If you are the type who likes to tough it out during tax time by digging into a guidebook or clicking your way through tax preparation software, one of the first things you will notice are the volumes of information devoted to tax deductions.

In Ernst & Young's 750-plus page 2007 Tax Guide for example, more than 150 pages of the manual are devoted to the nitty-gritty of tax deductions.

Tax deductions, of course, are expenses that the IRS says you can use to reduce the amount of your taxable income — things such as health care expenses, contributions to your favorite charities and the mortgage interest you pay on your home.

However, did you know that you can claim a depreciation deduction for your fancy mobile phone, provided that you own it for the "convenience of your employer" or if it is required as a condition of employment? And what about the cost of having lead paint removed from the walls of your playroom? These expenses are also deductible, as are costs like travel bills and phone calls you incur while looking for a new job.

In fact, the accountants at Ernst & Young have put together a listing of the dozens of deductions that many taxpayers and even experts tend to overlook. The list ranges from the cell phone depreciation deduction to the cost of maintaining a safe deposit box at your bank to fees you pay to your investment adviser.

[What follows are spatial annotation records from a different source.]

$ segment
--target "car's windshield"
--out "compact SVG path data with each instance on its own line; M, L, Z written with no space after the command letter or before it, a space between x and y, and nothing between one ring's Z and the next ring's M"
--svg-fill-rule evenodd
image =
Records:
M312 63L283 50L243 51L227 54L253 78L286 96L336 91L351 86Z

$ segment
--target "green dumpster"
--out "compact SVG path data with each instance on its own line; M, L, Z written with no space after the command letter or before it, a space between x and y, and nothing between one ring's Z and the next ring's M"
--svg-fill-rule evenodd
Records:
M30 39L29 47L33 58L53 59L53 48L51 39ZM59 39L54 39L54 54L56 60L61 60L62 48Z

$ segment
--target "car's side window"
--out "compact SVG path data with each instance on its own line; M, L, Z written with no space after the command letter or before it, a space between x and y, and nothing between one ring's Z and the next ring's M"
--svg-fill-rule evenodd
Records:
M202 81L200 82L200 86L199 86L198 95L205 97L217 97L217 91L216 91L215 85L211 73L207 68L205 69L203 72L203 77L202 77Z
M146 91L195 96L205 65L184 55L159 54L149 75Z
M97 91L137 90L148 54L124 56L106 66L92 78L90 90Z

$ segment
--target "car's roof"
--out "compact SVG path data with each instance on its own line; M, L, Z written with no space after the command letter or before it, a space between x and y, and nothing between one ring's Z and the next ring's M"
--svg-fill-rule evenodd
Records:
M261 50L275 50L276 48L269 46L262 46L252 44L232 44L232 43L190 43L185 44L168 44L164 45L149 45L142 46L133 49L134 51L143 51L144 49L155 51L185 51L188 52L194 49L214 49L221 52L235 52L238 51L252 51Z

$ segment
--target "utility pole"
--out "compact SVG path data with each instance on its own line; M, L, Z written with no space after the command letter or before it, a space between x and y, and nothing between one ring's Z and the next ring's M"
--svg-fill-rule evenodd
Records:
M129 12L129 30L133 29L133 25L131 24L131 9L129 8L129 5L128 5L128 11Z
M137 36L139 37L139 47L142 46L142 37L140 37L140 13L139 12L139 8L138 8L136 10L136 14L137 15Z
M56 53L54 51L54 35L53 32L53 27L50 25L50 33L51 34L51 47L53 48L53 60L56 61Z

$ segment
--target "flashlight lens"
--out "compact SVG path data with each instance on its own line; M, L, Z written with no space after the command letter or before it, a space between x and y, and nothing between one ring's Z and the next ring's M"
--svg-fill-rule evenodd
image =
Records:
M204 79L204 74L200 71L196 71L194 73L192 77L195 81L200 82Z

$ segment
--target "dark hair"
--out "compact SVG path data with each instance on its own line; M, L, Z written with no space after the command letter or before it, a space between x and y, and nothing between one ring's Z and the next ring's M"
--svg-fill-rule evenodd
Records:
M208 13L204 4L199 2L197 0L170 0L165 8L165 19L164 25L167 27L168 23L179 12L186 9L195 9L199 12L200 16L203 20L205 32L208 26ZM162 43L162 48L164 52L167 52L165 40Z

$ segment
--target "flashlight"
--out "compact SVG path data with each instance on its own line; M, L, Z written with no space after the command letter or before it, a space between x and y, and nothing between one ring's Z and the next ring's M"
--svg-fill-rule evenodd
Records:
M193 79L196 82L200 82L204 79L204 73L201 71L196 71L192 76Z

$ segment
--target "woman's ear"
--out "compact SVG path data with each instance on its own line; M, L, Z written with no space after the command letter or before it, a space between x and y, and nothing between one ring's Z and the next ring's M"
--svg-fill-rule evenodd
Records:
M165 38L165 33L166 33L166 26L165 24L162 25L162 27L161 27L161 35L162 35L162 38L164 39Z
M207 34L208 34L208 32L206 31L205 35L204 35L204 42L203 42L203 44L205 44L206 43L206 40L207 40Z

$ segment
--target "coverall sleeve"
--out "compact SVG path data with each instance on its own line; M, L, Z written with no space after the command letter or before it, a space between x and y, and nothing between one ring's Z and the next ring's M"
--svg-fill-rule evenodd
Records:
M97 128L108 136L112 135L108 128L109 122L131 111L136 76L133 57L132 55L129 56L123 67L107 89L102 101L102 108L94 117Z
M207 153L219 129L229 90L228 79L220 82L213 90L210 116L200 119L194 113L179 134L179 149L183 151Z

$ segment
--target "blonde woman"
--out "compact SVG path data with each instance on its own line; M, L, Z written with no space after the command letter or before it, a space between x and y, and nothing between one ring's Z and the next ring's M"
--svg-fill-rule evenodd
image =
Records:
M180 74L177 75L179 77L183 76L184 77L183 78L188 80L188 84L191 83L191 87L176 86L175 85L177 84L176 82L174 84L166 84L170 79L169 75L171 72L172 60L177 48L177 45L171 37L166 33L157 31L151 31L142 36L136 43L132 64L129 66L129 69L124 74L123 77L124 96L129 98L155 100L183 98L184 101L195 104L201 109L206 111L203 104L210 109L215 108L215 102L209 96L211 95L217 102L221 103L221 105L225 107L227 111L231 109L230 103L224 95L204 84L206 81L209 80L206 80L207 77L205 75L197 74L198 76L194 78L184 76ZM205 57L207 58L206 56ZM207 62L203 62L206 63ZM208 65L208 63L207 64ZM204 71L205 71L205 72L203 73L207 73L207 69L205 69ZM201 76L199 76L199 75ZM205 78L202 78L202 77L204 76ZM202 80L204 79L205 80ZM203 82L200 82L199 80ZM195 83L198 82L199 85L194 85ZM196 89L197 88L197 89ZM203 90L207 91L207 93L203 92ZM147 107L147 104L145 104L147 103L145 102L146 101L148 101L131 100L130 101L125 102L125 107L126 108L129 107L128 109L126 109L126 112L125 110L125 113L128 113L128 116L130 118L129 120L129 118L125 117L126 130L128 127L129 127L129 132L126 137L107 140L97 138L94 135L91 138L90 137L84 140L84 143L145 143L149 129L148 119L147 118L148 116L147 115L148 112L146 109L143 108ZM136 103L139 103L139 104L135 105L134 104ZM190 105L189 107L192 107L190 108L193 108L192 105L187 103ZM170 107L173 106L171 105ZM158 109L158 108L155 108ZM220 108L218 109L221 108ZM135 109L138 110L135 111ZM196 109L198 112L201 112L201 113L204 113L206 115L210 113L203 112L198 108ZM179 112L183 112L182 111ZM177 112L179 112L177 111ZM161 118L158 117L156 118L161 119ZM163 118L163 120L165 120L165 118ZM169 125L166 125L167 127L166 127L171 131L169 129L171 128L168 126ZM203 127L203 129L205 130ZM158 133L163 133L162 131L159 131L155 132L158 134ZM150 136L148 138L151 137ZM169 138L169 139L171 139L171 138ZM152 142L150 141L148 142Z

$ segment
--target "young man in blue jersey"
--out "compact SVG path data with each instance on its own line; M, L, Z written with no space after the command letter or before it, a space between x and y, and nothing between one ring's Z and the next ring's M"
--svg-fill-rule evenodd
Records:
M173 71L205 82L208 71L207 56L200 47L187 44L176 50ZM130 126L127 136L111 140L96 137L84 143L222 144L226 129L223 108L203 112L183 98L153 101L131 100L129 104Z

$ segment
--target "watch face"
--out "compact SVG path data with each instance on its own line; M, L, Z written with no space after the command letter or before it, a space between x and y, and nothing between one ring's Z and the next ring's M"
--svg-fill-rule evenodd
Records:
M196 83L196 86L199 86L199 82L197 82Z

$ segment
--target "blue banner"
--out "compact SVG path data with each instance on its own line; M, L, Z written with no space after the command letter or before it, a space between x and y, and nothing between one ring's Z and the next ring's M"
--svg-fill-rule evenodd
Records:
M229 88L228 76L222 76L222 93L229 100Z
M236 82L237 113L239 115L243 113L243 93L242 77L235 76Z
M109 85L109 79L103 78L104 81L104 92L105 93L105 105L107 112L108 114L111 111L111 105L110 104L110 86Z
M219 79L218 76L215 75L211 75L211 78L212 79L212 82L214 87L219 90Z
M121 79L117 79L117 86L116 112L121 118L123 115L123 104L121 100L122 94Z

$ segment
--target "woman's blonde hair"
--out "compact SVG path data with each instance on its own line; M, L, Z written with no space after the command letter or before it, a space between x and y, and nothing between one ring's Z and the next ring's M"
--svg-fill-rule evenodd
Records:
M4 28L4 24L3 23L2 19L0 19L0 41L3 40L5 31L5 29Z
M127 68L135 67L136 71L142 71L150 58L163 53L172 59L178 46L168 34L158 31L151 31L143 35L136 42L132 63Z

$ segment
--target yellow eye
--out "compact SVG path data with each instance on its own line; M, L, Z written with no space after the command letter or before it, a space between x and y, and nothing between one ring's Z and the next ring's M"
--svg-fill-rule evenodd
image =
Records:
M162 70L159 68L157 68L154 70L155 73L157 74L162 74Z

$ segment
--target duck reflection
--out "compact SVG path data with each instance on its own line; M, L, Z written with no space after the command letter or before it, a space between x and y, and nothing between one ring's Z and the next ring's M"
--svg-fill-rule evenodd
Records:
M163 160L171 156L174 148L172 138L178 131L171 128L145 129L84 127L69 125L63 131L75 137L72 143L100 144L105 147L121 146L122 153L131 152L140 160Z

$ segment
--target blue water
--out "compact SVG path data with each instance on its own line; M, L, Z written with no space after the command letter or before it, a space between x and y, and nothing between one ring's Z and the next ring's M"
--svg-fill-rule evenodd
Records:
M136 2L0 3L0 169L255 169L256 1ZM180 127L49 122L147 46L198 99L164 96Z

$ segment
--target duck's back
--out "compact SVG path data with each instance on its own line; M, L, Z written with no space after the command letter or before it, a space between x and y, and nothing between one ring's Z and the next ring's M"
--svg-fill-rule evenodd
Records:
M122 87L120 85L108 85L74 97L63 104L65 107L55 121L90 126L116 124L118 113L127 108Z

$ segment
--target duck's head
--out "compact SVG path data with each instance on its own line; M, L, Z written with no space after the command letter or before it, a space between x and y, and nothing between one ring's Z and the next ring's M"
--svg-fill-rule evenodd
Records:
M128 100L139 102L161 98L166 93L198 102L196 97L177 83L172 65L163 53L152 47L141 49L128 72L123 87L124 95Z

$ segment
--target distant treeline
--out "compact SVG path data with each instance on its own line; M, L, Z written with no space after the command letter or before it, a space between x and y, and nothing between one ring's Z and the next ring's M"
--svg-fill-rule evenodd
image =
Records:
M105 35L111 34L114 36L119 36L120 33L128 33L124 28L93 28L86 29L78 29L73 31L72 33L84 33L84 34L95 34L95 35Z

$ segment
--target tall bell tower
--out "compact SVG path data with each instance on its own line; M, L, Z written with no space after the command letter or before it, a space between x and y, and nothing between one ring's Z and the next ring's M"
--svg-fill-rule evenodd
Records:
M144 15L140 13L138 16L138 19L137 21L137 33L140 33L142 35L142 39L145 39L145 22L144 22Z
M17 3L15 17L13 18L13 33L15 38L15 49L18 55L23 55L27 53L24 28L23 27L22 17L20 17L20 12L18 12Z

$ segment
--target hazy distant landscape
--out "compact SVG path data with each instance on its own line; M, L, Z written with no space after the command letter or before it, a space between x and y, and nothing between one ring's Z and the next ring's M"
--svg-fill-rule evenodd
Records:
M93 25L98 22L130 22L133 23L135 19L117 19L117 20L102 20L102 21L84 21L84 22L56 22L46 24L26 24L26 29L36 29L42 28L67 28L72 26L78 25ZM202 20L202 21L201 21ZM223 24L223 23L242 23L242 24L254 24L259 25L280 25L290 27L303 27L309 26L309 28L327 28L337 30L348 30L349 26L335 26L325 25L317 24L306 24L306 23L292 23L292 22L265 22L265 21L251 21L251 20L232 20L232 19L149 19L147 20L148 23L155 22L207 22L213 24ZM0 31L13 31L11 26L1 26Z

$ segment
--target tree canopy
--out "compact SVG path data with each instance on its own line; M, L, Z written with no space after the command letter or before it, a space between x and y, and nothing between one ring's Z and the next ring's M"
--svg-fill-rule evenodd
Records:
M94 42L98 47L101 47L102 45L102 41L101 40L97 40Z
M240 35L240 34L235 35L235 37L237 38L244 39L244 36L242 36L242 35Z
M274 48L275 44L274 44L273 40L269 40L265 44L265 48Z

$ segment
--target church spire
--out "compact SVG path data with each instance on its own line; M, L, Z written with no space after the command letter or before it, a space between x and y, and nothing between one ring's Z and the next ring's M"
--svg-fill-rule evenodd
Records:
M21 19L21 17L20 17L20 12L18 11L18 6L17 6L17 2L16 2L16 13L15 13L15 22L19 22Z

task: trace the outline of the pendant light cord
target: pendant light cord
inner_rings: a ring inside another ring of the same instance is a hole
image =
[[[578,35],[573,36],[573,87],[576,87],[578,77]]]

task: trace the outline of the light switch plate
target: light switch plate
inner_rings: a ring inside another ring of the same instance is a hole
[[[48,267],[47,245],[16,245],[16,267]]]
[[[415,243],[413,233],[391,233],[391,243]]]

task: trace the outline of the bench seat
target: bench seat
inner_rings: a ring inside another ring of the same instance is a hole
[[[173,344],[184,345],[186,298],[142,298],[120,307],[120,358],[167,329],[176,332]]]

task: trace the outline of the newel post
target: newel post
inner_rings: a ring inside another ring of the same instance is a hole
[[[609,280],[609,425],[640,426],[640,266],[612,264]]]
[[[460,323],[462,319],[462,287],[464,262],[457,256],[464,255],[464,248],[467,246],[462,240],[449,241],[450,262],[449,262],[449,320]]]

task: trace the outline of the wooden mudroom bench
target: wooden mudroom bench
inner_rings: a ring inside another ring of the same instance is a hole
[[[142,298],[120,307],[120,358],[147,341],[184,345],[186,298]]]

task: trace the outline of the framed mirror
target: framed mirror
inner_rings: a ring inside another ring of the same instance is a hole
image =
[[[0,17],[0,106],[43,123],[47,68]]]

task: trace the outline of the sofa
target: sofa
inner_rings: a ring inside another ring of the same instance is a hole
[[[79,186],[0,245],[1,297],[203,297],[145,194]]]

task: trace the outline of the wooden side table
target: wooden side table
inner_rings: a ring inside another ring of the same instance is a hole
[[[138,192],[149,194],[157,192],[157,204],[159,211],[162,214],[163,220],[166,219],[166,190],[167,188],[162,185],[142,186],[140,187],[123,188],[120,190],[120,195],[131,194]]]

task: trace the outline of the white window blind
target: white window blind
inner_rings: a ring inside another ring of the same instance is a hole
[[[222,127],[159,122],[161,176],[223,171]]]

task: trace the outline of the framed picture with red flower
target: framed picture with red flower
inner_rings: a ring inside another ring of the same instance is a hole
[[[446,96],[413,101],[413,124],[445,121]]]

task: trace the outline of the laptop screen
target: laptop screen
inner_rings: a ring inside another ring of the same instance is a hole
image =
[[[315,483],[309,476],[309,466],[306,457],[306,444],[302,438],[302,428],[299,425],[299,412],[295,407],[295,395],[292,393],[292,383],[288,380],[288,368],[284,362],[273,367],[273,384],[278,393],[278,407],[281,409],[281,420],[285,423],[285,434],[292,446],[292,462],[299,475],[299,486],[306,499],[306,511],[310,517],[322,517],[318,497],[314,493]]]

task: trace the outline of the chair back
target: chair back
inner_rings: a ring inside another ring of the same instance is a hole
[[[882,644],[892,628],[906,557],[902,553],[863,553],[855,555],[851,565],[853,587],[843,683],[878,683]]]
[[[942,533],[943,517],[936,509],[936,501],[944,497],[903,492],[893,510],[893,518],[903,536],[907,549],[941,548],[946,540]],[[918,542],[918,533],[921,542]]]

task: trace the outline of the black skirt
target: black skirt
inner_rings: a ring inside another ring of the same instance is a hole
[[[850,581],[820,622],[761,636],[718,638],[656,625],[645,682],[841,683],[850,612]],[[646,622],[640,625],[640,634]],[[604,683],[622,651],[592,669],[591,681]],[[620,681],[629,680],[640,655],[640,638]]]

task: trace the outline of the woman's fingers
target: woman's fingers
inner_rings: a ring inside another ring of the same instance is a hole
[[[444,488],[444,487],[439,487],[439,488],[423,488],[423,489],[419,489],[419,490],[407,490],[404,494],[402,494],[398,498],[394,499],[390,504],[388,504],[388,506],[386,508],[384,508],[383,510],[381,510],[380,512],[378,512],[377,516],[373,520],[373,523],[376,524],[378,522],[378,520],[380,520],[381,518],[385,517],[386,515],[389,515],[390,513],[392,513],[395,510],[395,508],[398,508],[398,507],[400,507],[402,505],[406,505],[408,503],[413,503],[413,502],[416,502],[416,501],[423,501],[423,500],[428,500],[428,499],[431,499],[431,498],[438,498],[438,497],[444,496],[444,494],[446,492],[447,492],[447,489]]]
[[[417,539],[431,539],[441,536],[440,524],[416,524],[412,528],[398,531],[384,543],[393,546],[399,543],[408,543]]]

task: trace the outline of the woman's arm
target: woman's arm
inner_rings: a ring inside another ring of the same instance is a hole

As always, taxpayers need to read the fine print on all allowable deductions and, if possible, consult a tax expert or reliable tax guide. For example, say you are a shareholder of Google or Berkshire Hathaway and would like to attend the company's annual meeting. Normally, you would not be able to deduct your travel expenses to Northern California or Omaha. However, if you are a significant shareholder of a smaller-cap company like wireless connectivity provider iPass and intend to present a legitimate resolution at the meeting to unlock shareholder value, the cost of getting to California for the meeting would be an allowable deduction. In this case, a deduction for travel is allowed if your attendance could make a significant impact on your income or investment.

And for those of you who frequent Las Vegas or take a chance on state lottery tickets on a regular basis, the Internal Revenue Service requires that you report the full amount of your gambling winnings as income on line 21 of your 1040. However, if you are a winner, you can deduct your offsetting losses (up to the amount of your winnings) on IRS Schedule A. Most important, you must remember to keep good records such as losing keno, lottery or racetrack tickets. In the case of casino gambling, you should keep a diary, including information like slot machine or table number, and the names of people who were present when you lost money.

Of course, not everyone should itemize deductions. If the standard deduction exceeds your itemized tally, you should obviously opt for the IRS's amount. Also, those subject to the dreaded Alternative Minimum Tax should bear in mind that most deductions — like those for employee business expenses — are disallowed.